VOA News Monday, August 30th, 2010
The imam behind a proposal to build an Islamic center near the site of the September 11, 2001 terrorist attacks says opposition to the project is linked to upcoming U.S. elections.
The comments by Imam Feisal Abdul Rauf were published Monday in the Abu Dhabi-based newspaper The National. Rauf is on a tour sponsored by the U.S. State Department to discuss Muslim life in the United States and promote religious tolerance.
Rauf said there is no doubt that election season has had a major impact upon the nature of the discourse about the Islamic center. The U.S. will hold congressional elections in November.
The imam told the paper that a small minority is leading the opposition to the center.

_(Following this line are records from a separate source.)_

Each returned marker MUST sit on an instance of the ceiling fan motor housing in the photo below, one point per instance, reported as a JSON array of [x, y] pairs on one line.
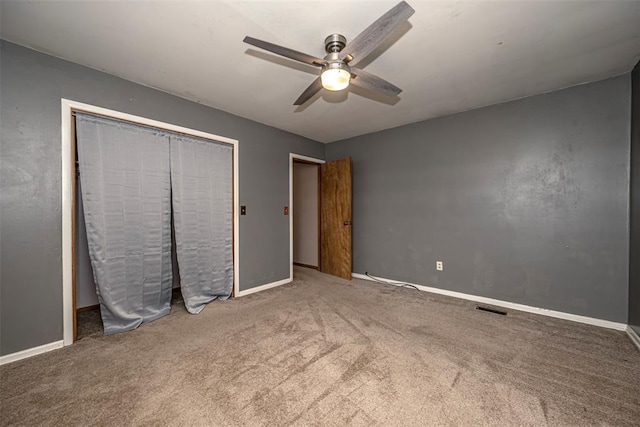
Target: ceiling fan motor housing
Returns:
[[335, 43]]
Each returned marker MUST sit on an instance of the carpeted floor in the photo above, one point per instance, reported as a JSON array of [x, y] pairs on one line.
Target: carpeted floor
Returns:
[[324, 351]]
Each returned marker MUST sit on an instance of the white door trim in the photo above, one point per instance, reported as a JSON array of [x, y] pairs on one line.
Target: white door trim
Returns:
[[68, 176], [293, 156]]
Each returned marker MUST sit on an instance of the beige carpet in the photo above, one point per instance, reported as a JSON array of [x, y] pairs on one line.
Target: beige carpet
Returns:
[[323, 351]]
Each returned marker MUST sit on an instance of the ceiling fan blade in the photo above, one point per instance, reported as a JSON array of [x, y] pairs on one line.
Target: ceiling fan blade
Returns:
[[372, 82], [286, 52], [376, 33], [309, 92]]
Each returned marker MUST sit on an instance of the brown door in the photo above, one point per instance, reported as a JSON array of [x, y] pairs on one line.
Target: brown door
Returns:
[[335, 190]]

The proposed location is two blocks from where Islamic militant hijackers crashed passenger jets into the World Trade Center towers.
The $100 million center would include a mosque, sports facilities, a theater and a restaurant that would be open to all visitors.
Opponents say building an Islamic center so close to the site of the attacks would cause further pain to the relatives of the nearly 3,000 people who died there. Supporters say the project will help bridge divisions between the West and the Muslim world.
Rauf also said the struggle is not between Muslims and non-Muslims, but between moderates and radicals of all faith traditions.
Meanwhile, in Tennessee, federal agents are investigating a Saturday morning fire that damaged four pieces of construction equipment at the site of a planned Islamic center and mosque.
Investigators have not ruled out arson in the blaze in the city of Murfreesboro. A spokeswoman for the center told the Tennessean newspaper that the fire seems like it was intentionally set.
Some information in this story was provided by AP and AFP.